= Carolyn Brown Mosby =

American politician (1932–1990)

Carolyn Brown Mosby (May 10, 1932 – January 19, 1990) (D- Gary, Indiana) was elected to the Indiana State Senate in 1982, filling a vacancy left by Katie Hall (D-Gary) who gave up her senate seat to fill a vacancy in the United States Congress when Congressman Adam Benjamin (D-Gary) died. Previously, Mosby had served in the Indiana House of Representatives since 1978, also representing Gary.

==Biography==
Mosby was born in Nashville, Tennessee to Alvin Thomas Brown (1912 – 2007) and Mary Snelling Brown (1912 – 1989), and moved to Gary in 1943. A marriage to the late William E. Jordan Jr., produced one son, William E. Jordan, III (1952 - ). In 1966 she married the late John Oliver Mosby, Sr. To this union one daughter, Carolyn Elizabeth Mosby (1967 - ) was born.

Mosby was a 1949 graduate of Roosevelt High School in Gary, and then attended the University of Illinois Urbana-Champaign and Indiana University Northwest in Gary. In 1951, she became the first black clerical employee at the Northern Indiana Public Service Company. She was also employed by the University of Chicago in the Economics department where she became friends with Nobel prize winning economist Milton Friedman, author Saul Bellow and historian John Hope Franklin (1915 - 2009), author of From Slavery to Freedom. She died in Gary on January 19, 1990.

==Politics==
Mosby was elected to the Indiana General Assembly in 1978, and re-elected in 1980, and then to the Indiana State Senate in 1982. She was re-elected in 1984, and again in 1988. In the state Senate, she was the author of Indiana's first Minority Business legislation (Indiana Public Law 32 – 1982) which created the Governor's Commission on Minority Business Development. She was also the original author for the state's casino gaming legislation, with Gary being the site of the first riverboat casino.

She was the first Black to serve on the Indiana Legislative Council and also served on the National Conference of Insurance Legislators Executive Committee, National Conference of State Legislators, National Legislative Conference on Arson and National Black Caucus of State Legislators. She also a member of the State Tourism Promotion Grant Fund Committee, Governor's Commission on Minority Business Development, Sunset Evaluation Committee, the Interim Study Committee on the Uniform Marital Property Act and the Democratic National Committee Platform Accountability Commission. She was named Gary INFO News' Outstanding Citizen; recipient of the Gary Branch NAACP Ovington Award. Received the Presidential Award from the National Black Caucus of State Legislators and the prestigious and coveted Sagamore of the Wabash Award presented to her by former Indiana Governor Evan Bayh (D). She was also the recipient of a Residence Fellowship at the Harvard University John F. Kennedy School of Politics.

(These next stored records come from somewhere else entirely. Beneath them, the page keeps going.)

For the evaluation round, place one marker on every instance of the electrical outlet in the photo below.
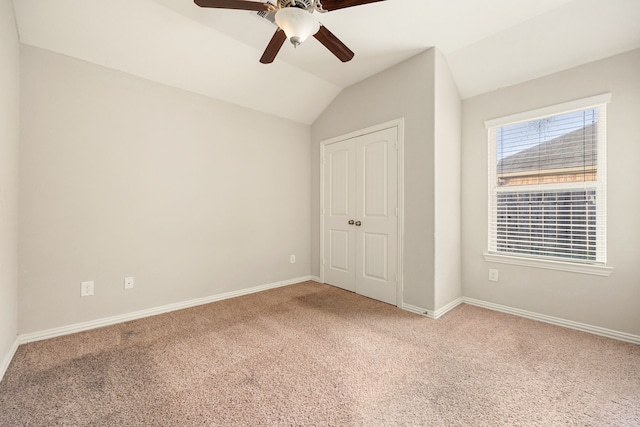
(86, 288)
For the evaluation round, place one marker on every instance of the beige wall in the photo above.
(447, 145)
(9, 125)
(405, 90)
(607, 302)
(120, 176)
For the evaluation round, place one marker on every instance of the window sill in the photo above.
(597, 270)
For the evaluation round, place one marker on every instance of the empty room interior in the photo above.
(335, 212)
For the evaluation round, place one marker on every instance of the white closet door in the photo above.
(360, 221)
(376, 211)
(340, 209)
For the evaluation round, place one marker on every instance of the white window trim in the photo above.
(597, 269)
(594, 269)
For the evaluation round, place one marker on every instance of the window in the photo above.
(547, 183)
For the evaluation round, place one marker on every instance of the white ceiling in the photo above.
(488, 44)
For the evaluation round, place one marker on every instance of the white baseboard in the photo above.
(609, 333)
(7, 359)
(415, 309)
(433, 314)
(447, 308)
(92, 324)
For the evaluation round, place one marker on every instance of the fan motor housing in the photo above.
(304, 4)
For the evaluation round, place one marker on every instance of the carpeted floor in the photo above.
(312, 354)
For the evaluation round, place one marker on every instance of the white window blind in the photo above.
(547, 183)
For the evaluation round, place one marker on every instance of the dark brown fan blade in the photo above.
(341, 4)
(234, 4)
(273, 47)
(332, 43)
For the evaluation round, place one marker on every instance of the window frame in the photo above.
(597, 267)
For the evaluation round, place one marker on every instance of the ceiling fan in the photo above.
(295, 21)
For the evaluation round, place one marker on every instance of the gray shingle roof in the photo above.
(574, 149)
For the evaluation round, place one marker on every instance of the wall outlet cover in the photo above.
(86, 288)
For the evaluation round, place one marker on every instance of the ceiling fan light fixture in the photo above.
(298, 24)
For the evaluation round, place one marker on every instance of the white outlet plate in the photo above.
(86, 288)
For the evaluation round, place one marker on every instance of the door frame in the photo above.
(399, 125)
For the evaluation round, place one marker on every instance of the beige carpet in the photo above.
(311, 354)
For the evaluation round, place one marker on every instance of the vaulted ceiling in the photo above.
(488, 44)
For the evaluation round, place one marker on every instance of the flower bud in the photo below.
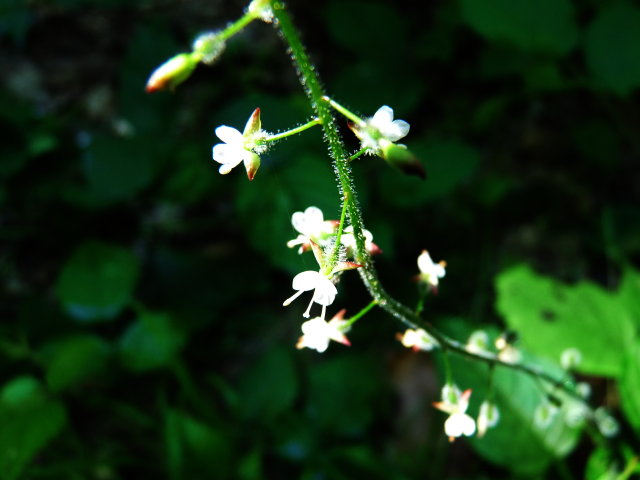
(172, 72)
(208, 46)
(400, 157)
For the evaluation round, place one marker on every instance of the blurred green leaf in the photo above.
(97, 281)
(448, 164)
(551, 317)
(612, 47)
(629, 385)
(117, 168)
(74, 360)
(151, 342)
(538, 25)
(195, 449)
(516, 442)
(269, 387)
(344, 392)
(266, 204)
(29, 419)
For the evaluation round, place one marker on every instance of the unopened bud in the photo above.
(400, 157)
(172, 72)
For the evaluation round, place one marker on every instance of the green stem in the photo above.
(293, 131)
(236, 26)
(358, 154)
(322, 107)
(360, 314)
(347, 113)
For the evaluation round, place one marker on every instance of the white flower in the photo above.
(488, 417)
(418, 340)
(607, 425)
(317, 333)
(311, 225)
(455, 404)
(261, 9)
(240, 147)
(377, 132)
(324, 291)
(430, 272)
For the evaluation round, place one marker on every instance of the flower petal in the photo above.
(229, 135)
(325, 291)
(307, 280)
(396, 130)
(382, 118)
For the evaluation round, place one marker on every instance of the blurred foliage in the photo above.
(143, 334)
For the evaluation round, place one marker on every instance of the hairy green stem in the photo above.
(311, 82)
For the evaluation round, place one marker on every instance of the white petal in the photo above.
(424, 262)
(228, 154)
(396, 130)
(325, 292)
(308, 222)
(229, 135)
(383, 117)
(306, 280)
(459, 424)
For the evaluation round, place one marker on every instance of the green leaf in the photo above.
(629, 385)
(269, 387)
(97, 281)
(194, 447)
(551, 317)
(448, 164)
(151, 342)
(612, 47)
(70, 362)
(516, 442)
(117, 168)
(547, 26)
(27, 425)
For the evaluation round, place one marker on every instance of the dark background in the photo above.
(141, 291)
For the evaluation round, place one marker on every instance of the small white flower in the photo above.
(488, 417)
(607, 425)
(377, 132)
(311, 225)
(324, 291)
(455, 404)
(478, 342)
(261, 9)
(418, 340)
(240, 147)
(570, 358)
(317, 333)
(430, 272)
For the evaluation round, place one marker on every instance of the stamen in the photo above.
(292, 298)
(307, 313)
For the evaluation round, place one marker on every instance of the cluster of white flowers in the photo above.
(459, 423)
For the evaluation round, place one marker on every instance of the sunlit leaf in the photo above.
(551, 317)
(97, 281)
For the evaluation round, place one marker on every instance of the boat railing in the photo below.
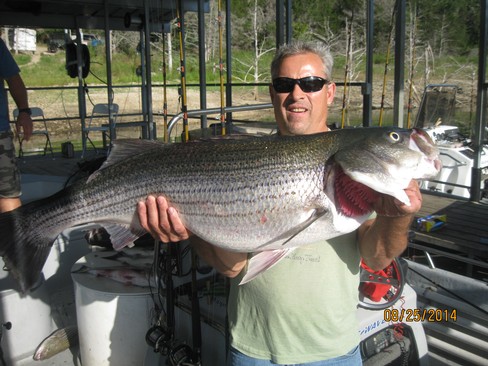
(204, 112)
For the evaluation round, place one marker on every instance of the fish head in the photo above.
(386, 159)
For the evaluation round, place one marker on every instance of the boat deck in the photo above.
(464, 236)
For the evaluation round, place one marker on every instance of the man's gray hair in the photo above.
(298, 48)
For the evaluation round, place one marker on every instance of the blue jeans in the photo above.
(236, 358)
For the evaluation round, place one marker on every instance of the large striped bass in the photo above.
(265, 194)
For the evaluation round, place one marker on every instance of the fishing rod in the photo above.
(346, 71)
(387, 61)
(412, 65)
(221, 70)
(184, 105)
(165, 97)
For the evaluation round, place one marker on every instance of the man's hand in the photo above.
(24, 124)
(161, 220)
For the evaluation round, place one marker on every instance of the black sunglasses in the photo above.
(309, 84)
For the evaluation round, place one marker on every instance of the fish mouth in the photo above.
(353, 199)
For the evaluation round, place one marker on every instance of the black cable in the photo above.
(450, 292)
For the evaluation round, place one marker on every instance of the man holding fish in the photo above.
(303, 309)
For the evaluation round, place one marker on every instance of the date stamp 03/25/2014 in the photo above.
(419, 315)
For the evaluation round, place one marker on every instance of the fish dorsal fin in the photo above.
(123, 149)
(263, 261)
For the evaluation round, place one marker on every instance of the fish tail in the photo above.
(24, 251)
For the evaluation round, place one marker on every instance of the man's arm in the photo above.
(386, 237)
(163, 223)
(19, 94)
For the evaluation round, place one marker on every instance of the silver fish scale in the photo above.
(221, 190)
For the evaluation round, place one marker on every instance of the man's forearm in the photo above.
(383, 239)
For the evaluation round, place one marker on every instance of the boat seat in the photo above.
(39, 128)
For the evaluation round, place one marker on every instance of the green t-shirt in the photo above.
(301, 310)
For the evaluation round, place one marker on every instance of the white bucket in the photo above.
(29, 317)
(113, 319)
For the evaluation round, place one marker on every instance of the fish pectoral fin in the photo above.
(294, 231)
(262, 262)
(122, 236)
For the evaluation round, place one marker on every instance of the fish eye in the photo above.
(395, 136)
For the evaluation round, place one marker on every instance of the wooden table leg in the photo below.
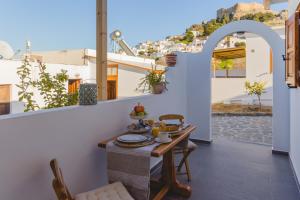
(169, 178)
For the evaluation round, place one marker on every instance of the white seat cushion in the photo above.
(115, 191)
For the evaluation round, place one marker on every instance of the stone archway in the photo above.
(199, 76)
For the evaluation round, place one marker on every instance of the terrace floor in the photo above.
(253, 129)
(230, 170)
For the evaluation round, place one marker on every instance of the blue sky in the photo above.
(70, 24)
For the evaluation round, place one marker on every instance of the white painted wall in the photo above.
(257, 59)
(29, 140)
(292, 6)
(129, 78)
(199, 77)
(295, 115)
(9, 76)
(224, 89)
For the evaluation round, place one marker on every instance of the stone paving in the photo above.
(253, 129)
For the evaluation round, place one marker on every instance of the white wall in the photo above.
(295, 115)
(227, 89)
(9, 76)
(257, 69)
(29, 140)
(257, 59)
(128, 79)
(295, 130)
(292, 6)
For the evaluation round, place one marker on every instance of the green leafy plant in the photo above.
(226, 64)
(154, 77)
(257, 89)
(52, 88)
(26, 86)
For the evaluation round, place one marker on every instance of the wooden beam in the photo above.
(101, 48)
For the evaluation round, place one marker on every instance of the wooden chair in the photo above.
(185, 147)
(115, 191)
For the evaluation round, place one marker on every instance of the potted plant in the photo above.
(154, 82)
(171, 59)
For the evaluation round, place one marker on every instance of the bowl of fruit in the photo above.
(138, 112)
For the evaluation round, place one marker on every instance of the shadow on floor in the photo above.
(227, 170)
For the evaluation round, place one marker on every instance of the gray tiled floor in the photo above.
(253, 129)
(227, 170)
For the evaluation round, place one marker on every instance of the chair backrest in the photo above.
(58, 183)
(172, 117)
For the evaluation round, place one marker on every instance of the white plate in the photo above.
(141, 130)
(132, 138)
(163, 142)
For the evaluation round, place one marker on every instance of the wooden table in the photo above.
(169, 181)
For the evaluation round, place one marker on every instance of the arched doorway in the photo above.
(199, 74)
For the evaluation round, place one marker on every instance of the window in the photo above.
(292, 51)
(5, 98)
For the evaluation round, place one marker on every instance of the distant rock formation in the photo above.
(241, 9)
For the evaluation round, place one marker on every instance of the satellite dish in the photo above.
(116, 35)
(6, 52)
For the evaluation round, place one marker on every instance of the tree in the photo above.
(226, 64)
(51, 88)
(257, 88)
(26, 86)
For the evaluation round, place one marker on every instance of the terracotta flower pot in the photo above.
(171, 59)
(158, 88)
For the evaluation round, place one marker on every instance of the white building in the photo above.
(259, 68)
(124, 74)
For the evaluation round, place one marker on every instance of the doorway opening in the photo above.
(242, 89)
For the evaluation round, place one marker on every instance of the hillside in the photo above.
(194, 37)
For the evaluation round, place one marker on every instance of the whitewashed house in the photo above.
(28, 141)
(124, 74)
(255, 65)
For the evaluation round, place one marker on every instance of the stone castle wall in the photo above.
(240, 9)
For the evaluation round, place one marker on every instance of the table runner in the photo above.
(131, 166)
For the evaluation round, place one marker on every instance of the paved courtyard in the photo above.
(253, 129)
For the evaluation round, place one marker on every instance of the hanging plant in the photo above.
(171, 59)
(26, 86)
(154, 82)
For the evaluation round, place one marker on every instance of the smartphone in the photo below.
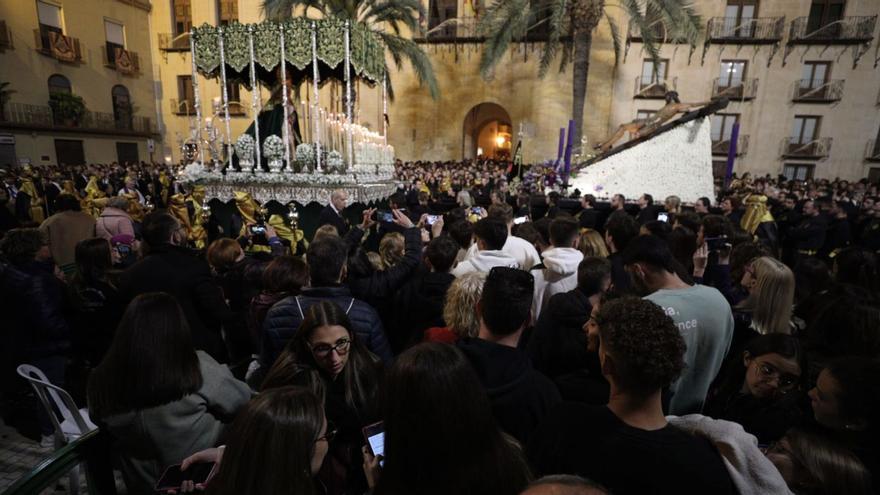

Mosby was honored posthumously by Indiana Black Expo renaming their humanitarian award the Senator Carolyn Brown Mosby Above & Beyond Award. The award is presented each year during the organization’s Corporate Luncheon. It has been given to actor Louis Gossett Jr., former NBA player Alan Henderson and gospel recording artist Kirk Franklin, just to name a few. A senior citizens high rise in Gary, Indiana also bears her name, along with Indiana State Road 53 – “Broadway”, that runs from the entrance to the U.S. Steel plant in Gary to Crown Point, Indiana. NIPSCO also funds a scholarship in her memory for high school students presented by the Urban League of Northwest Indiana each year.